Flow cytometry and gating methods. The cells collected from fleshly isolated clinical samples (n=20) were stained according to the manufacturer’s protocol for each antibody. The following antibodies were purchased from BD Biosciences (San Jose, CA, USA): APC-H7 conjugated mouse anti-human CD3 mAb (cat. no. 560275), Alexa Fluor®488 conjugated mouse anti-human CD4 mAb (cat. no. 557695), BV421 conjugated mouse anti-human CD8 mAb (cat. no. 562429), Alexa Fluor® 647 conjugated mouse anti-human CD223 (LAG-3) antibody (cat. no. 565717), PerCP-Cy™5.5 conjugated mouse anti-human CD279 (PD-1) mAb (cat. no. 561273), and PE conjugated mouse anti-human CD366 (TIM-3) mAb (cat. no. 565570). The following antibodies were purchased from BioLegend (San Diego, CA, USA): PE/Cyanine7 conjugated mouse anti-human TIGIT mAb (cat. no. 372713), APC/Cy7 conjugated mouse anti-human CD31 mAb (cat. no. 303119), PerCP/Cy5.5 conjugated mouse anti-human CD66a/c/e (CEACAM-1, CEACAM-5 and CEACAM-6,) mAb (cat. no. 342311), and PE/Cy7 conjugated mouse anti-human CD155 mAb (cat. no. 337613). APC conjugated mouse anti-human CD273 (PD-L2) mAb (cat. no. 17-5888-42), PE conjugated mouse anti-human CD274 (PD-L1) mAb (cat. no. 12-5983-42), and Alexa Fluor 488 conjugated mouse anti-human CD326 (EpCAM) mAb (cat. no. 53-8326-41) were purchased from Invitrogen™ (Waltham, MA, USA), and Alexa Fluor® 405-conjugated mouse anti-human LSECtin mAb (cat. no. FAB2947V) was obtained from R&D SYSTEMS (Minneapolis, MN, USA). Unstained samples served as negative controls.
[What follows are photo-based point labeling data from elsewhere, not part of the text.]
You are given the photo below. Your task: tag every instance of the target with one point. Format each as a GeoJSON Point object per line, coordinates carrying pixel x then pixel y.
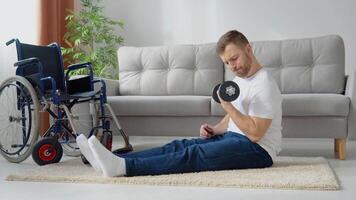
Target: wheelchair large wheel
{"type": "Point", "coordinates": [19, 119]}
{"type": "Point", "coordinates": [47, 151]}
{"type": "Point", "coordinates": [84, 117]}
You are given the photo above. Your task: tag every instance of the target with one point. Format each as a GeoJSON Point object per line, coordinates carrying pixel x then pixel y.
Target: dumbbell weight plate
{"type": "Point", "coordinates": [215, 93]}
{"type": "Point", "coordinates": [229, 91]}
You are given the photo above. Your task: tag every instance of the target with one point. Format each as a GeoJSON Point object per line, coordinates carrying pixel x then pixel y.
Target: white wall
{"type": "Point", "coordinates": [163, 22]}
{"type": "Point", "coordinates": [18, 19]}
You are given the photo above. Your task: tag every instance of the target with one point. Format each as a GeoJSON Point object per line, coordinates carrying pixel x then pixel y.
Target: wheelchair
{"type": "Point", "coordinates": [41, 85]}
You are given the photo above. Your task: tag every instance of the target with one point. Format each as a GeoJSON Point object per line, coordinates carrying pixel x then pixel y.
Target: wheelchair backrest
{"type": "Point", "coordinates": [51, 59]}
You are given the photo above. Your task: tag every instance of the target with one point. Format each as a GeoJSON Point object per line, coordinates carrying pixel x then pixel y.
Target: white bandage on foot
{"type": "Point", "coordinates": [111, 164]}
{"type": "Point", "coordinates": [83, 144]}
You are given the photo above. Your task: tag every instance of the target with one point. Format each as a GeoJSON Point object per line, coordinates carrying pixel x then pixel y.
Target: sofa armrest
{"type": "Point", "coordinates": [112, 87]}
{"type": "Point", "coordinates": [350, 91]}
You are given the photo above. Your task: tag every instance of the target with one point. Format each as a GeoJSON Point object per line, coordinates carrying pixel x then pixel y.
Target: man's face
{"type": "Point", "coordinates": [238, 59]}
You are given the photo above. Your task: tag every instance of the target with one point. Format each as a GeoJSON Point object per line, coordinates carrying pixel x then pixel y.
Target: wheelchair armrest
{"type": "Point", "coordinates": [27, 61]}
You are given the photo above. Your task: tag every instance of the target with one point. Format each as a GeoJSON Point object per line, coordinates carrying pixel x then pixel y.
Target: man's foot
{"type": "Point", "coordinates": [88, 154]}
{"type": "Point", "coordinates": [111, 164]}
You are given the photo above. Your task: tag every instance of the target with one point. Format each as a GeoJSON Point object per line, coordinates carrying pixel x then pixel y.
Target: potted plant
{"type": "Point", "coordinates": [91, 37]}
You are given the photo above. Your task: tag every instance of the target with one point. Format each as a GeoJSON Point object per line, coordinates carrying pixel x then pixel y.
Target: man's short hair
{"type": "Point", "coordinates": [232, 36]}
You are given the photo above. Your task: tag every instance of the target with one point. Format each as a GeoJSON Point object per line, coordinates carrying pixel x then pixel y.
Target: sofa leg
{"type": "Point", "coordinates": [340, 148]}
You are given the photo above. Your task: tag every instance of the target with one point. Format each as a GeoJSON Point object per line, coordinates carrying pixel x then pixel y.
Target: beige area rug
{"type": "Point", "coordinates": [286, 173]}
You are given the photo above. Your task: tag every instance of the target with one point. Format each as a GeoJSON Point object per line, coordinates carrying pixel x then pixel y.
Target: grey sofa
{"type": "Point", "coordinates": [166, 90]}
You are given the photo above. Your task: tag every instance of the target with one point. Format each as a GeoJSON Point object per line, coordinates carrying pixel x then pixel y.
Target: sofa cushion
{"type": "Point", "coordinates": [160, 105]}
{"type": "Point", "coordinates": [169, 70]}
{"type": "Point", "coordinates": [311, 65]}
{"type": "Point", "coordinates": [299, 105]}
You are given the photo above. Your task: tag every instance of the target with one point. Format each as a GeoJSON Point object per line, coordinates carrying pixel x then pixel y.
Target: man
{"type": "Point", "coordinates": [249, 136]}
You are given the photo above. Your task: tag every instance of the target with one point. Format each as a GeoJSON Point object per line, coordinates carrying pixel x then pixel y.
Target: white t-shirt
{"type": "Point", "coordinates": [261, 97]}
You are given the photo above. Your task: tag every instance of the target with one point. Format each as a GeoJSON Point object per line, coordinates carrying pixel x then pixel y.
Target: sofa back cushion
{"type": "Point", "coordinates": [169, 70]}
{"type": "Point", "coordinates": [311, 65]}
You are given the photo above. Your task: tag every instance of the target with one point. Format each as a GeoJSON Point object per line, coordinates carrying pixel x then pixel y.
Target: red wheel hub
{"type": "Point", "coordinates": [47, 152]}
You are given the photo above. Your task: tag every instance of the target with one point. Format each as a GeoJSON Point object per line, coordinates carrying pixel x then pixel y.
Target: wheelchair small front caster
{"type": "Point", "coordinates": [47, 151]}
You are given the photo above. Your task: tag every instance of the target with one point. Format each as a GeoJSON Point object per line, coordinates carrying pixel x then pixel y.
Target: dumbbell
{"type": "Point", "coordinates": [228, 91]}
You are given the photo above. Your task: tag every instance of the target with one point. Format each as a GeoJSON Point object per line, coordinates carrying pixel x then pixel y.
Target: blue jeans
{"type": "Point", "coordinates": [222, 152]}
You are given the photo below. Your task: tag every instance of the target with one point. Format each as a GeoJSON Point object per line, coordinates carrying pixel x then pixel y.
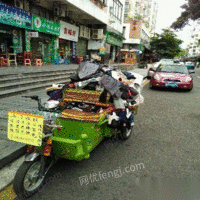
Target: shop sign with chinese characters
{"type": "Point", "coordinates": [69, 31]}
{"type": "Point", "coordinates": [110, 39]}
{"type": "Point", "coordinates": [45, 26]}
{"type": "Point", "coordinates": [14, 16]}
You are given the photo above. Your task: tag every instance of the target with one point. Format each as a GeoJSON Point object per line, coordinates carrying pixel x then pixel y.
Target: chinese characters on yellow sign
{"type": "Point", "coordinates": [25, 128]}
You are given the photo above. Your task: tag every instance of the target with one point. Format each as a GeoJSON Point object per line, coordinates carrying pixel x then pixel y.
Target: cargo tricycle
{"type": "Point", "coordinates": [69, 129]}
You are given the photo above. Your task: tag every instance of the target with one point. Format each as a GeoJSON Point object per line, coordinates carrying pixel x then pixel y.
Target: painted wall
{"type": "Point", "coordinates": [90, 8]}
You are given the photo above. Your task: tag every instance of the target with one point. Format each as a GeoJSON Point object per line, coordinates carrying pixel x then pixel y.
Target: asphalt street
{"type": "Point", "coordinates": [160, 160]}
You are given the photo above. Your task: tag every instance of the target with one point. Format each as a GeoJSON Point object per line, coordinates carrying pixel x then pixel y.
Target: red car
{"type": "Point", "coordinates": [172, 76]}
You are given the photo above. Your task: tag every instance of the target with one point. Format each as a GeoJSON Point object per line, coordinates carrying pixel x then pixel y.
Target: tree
{"type": "Point", "coordinates": [191, 11]}
{"type": "Point", "coordinates": [166, 44]}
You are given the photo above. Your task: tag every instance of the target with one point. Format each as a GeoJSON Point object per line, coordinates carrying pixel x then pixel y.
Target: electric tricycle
{"type": "Point", "coordinates": [69, 128]}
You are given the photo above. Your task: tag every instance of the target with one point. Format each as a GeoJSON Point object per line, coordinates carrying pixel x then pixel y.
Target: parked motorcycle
{"type": "Point", "coordinates": [91, 115]}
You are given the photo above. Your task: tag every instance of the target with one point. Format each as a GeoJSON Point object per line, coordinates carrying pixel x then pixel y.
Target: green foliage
{"type": "Point", "coordinates": [191, 11]}
{"type": "Point", "coordinates": [166, 44]}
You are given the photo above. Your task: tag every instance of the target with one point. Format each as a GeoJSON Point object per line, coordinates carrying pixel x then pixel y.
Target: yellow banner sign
{"type": "Point", "coordinates": [25, 128]}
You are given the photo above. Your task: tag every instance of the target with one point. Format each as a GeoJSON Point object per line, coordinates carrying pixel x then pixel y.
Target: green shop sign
{"type": "Point", "coordinates": [14, 16]}
{"type": "Point", "coordinates": [46, 26]}
{"type": "Point", "coordinates": [114, 40]}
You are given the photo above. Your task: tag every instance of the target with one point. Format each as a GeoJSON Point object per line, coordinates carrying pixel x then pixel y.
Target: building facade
{"type": "Point", "coordinates": [194, 45]}
{"type": "Point", "coordinates": [62, 29]}
{"type": "Point", "coordinates": [139, 24]}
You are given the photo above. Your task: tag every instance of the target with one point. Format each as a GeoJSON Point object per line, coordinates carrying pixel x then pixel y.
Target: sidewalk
{"type": "Point", "coordinates": [10, 150]}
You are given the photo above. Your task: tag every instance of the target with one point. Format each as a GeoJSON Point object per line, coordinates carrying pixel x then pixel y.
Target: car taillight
{"type": "Point", "coordinates": [30, 148]}
{"type": "Point", "coordinates": [47, 150]}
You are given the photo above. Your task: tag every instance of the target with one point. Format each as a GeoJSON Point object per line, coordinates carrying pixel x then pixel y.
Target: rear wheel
{"type": "Point", "coordinates": [126, 132]}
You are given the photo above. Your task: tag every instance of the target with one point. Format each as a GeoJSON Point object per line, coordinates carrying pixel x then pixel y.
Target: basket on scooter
{"type": "Point", "coordinates": [82, 130]}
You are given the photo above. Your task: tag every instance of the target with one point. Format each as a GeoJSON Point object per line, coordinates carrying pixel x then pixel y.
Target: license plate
{"type": "Point", "coordinates": [171, 85]}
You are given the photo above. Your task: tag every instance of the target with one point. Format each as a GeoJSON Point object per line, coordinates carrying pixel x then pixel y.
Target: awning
{"type": "Point", "coordinates": [132, 50]}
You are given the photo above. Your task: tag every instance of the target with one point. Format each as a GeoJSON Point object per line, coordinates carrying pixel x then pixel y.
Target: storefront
{"type": "Point", "coordinates": [115, 41]}
{"type": "Point", "coordinates": [67, 41]}
{"type": "Point", "coordinates": [44, 41]}
{"type": "Point", "coordinates": [13, 23]}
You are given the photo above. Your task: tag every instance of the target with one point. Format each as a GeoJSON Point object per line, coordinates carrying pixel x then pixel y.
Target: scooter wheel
{"type": "Point", "coordinates": [26, 181]}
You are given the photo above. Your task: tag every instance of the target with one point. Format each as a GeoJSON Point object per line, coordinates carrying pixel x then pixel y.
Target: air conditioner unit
{"type": "Point", "coordinates": [19, 4]}
{"type": "Point", "coordinates": [69, 13]}
{"type": "Point", "coordinates": [56, 11]}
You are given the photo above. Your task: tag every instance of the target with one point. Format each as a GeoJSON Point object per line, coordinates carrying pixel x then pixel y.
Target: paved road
{"type": "Point", "coordinates": [166, 144]}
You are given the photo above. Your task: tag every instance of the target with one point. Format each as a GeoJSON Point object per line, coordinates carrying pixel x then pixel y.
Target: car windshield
{"type": "Point", "coordinates": [172, 69]}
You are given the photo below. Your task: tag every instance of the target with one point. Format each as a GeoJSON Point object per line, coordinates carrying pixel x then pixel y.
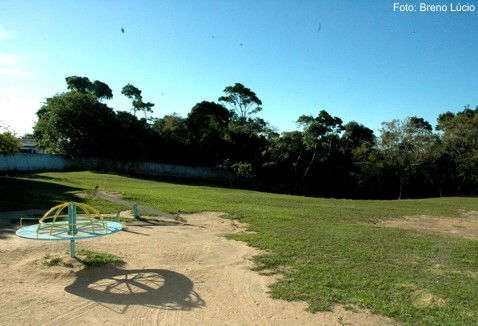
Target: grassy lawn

For analysis of the immune checkpoint receptors on lymphocytes, we first gated the population of lymphocytes in a setting with forward scatter and side scatter. Following the gating of lymphocytes, a second gate was set on CD3-positive cells. Under these two gates, the quadrant was made with CD4 and CD8 to detect CD4+ and CD8+ T cells. The expression of the immune checkpoint receptors, including PD-1, TIM-3, LAG-3, and TIGIT on CD4+ and CD8+ T cells, was evaluated (Figure 1). For analysis of the immune checkpoint ligands on the tumor cells, we first gated the population of large cells in a setting with forward scatter and side scatter. Following the gating of large cells, the quadrant was made with CD31 and EpCAM-1, and CD31-negative and EpCAM-1-positive cells were used as tumor cells in this study (19). The expression of the immune checkpoint ligands including PD-L1, PD-L2, CEACAM-1, LSECtin, and CD155 on the tumor cells was evaluated (Figure 2). All stainings were measured using a BD FACSCanto II flow cytometer (BD Biosciences), and data were analyzed using FlowJo software, version 10.3.0 (Ashland, OR, USA).
IHC staining. We used 20 formalin-fixed paraffin-embedded whole tissue samples of CRC. IHC was performed as previously described using the following primary antibodies: rabbit anti-PD-L1 mAb (1:400; cat. no. 13684; Cell Signaling Technology; Danvers, MA, USA), rabbit anti-PD-L2 mAb (1:200; cat. no. 82723; Cell Signaling Technology), rabbit anti-CD155 mAb (1:200; cat. no. 81254; Cell Signaling Technology), rabbit anti-CEACAM-1 mAb (1:500; cat. no. ab243889; Abcam; Cambridge, UK), and rabbit anti-LSECtin mAb (1:200; cat. no. ab181196; Abcam) (20, 21). Assessment of IHC staining was performed by three independent observers (PN, SN, and KS), who were blinded to the clinical data. The expression of PD-L1, PD-L2, CEACAM-1, CD155, and LSECtin was evaluated using the tumor proportional score (TPS) that measured membrane staining of the tumor cells; ≥1% was defined as positive and <1% was defined as negative (22).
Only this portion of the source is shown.